僅差(きんさ)ですが、津軽富士が青森県で最も高い山(最高峰)ということになります。
八甲田山は、その次に高い山ということになります。
もちろん、八甲田山という単独の山があるわけではなく、複数の火山からなる、いわゆる
- 「連峰(れんぽう)」
となります。
言い換えれば、複数の火山をまとめて、八甲田山といいます。
標高1,585mという数字は、あくまでもその中で、最も高い山(大岳)の標高になりす。
明治時代の悲劇・八甲田山遭難事故
八甲田山は、その昔、とんでもない悲劇に見舞われた場所でもあります。
1902年に起きた「八甲田山遭難事故」です。
これは、
- 当時の日本陸軍が、
- 極寒の八甲田山での訓練中、
- 多くの兵隊さんが、吹雪や食糧難に見舞われて遭難し、凍死してしまった
という、悲劇としか言いようのない事故です。
ではなぜ、このような悲劇が起きたのか。
当時の日本は、日清戦争において朝鮮半島の利権を確保できていました。
しかし、当時のロシアがいわゆる「南下政策」をとっていたため、これが危うくなってきます。
当時のロシアが南下政策といって次々に南へ進出してきた理由は、「凍らない港の確保」にありました。
ロシアの冬はマイナス数十度は珍しくないくらいの極寒の地域であり、港は凍ってしまうため、まともにやっては船を出すことができません。
そのため、少しでも暖かい地域を確保するために、「南下政策」をとっていたというわけです。
しかしこれにより、日本からすれば折角勝ち取った朝鮮半島の利権を、ロシアに脅かされては困ります。
そして、徐々に日本とロシアの戦争は避けられないものになっていました。
実際に、2年後の1904年には日露戦争が起きてしまいます。
こうなると、日本はとしてはロシアとの戦いに備えなければなりません。
しかし、ロシアという極寒の地域で戦うことも想定し、兵隊さんたちには、極寒の地域で戦うための訓練が必要となってきました。

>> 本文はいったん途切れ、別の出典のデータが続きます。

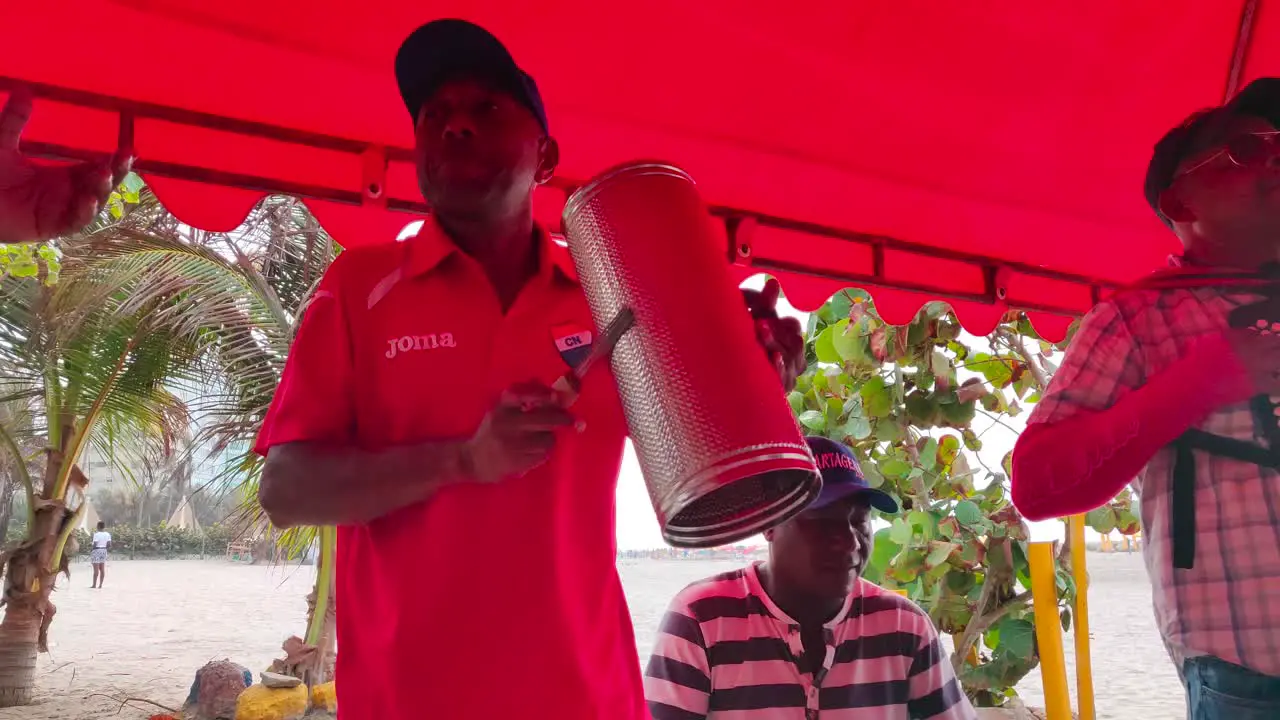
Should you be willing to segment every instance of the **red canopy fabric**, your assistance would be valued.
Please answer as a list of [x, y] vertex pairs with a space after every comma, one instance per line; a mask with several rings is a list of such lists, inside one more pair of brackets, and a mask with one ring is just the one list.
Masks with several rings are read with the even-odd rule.
[[543, 88], [563, 149], [544, 222], [612, 164], [668, 160], [730, 219], [740, 275], [778, 275], [804, 309], [868, 287], [892, 322], [948, 299], [975, 333], [1024, 307], [1060, 336], [1158, 268], [1178, 246], [1142, 199], [1151, 146], [1224, 99], [1238, 47], [1242, 81], [1280, 74], [1280, 44], [1258, 40], [1280, 9], [1244, 0], [15, 5], [0, 91], [36, 83], [28, 147], [106, 152], [123, 126], [193, 225], [230, 229], [285, 190], [346, 246], [390, 241], [424, 210], [392, 59], [417, 24], [462, 17]]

その訓練の場所として選ばれたのが、青森県の八甲田山という山でした。
1902年の1月。
真冬の極寒・豪雪の時期に、その訓練は始まります。
しかし、慣れない場所での訓練に当然ながら兵士たちは苦しみます。
- 吹雪によって、体感温度は一気に下がってしまった
- 慣れない場所で炊事をしようにも、火をつけることすらままならかった
- 調理用の鍋(なべ)も、雪の上に安定して置くことができないため、食事を作ることすらままない
という状態でした。
吹雪の極寒で眠ることもできず、また空腹のために兵士たちばどんどん疲弊していき、次々に倒れていきます。
また、吹雪で今どこにいるのかすら判らなくなってしまい、さらにはコンパスも寒さで凍結してしまい、使い物にならなくなってしまいました。
コンパスは、方角を確かめるために、非常に重要になります。
このように、コンパスがまともに使えず、地図と勘のみに頼った行軍では、道に迷ってしまいます。
来た道を引き返そうにも、もとの道も見失ってしまい、遭難状態に。
次々と兵士は凍死していき、悲惨な大事故となってしまいました。
このようや悲劇を二度と起こさないために、寒冷地などの訓練は、その後の教訓として生かされることになります。
そして、数少ない生存者である後藤房之助(ごとう ふさのすけ)さんは、発見されたときには半分死んだ状態で、直立した状態で立っていたとされています。
その時の状態を再現した後藤房之助さんの銅像が、八甲田山に立てられています。
八甲田山の教訓は、現代の自衛隊にも引き継がれています。
自衛隊は、吹雪などの厳しい気象条件を想定した訓練も行っています。
次は、浅虫温泉・野内方面へ
八甲田山を横(左側)に過ぎ、次は
- 浅虫温泉(あさむしおんせん)
- 野内駅(のないえに)
の方面へ進んでゆきます!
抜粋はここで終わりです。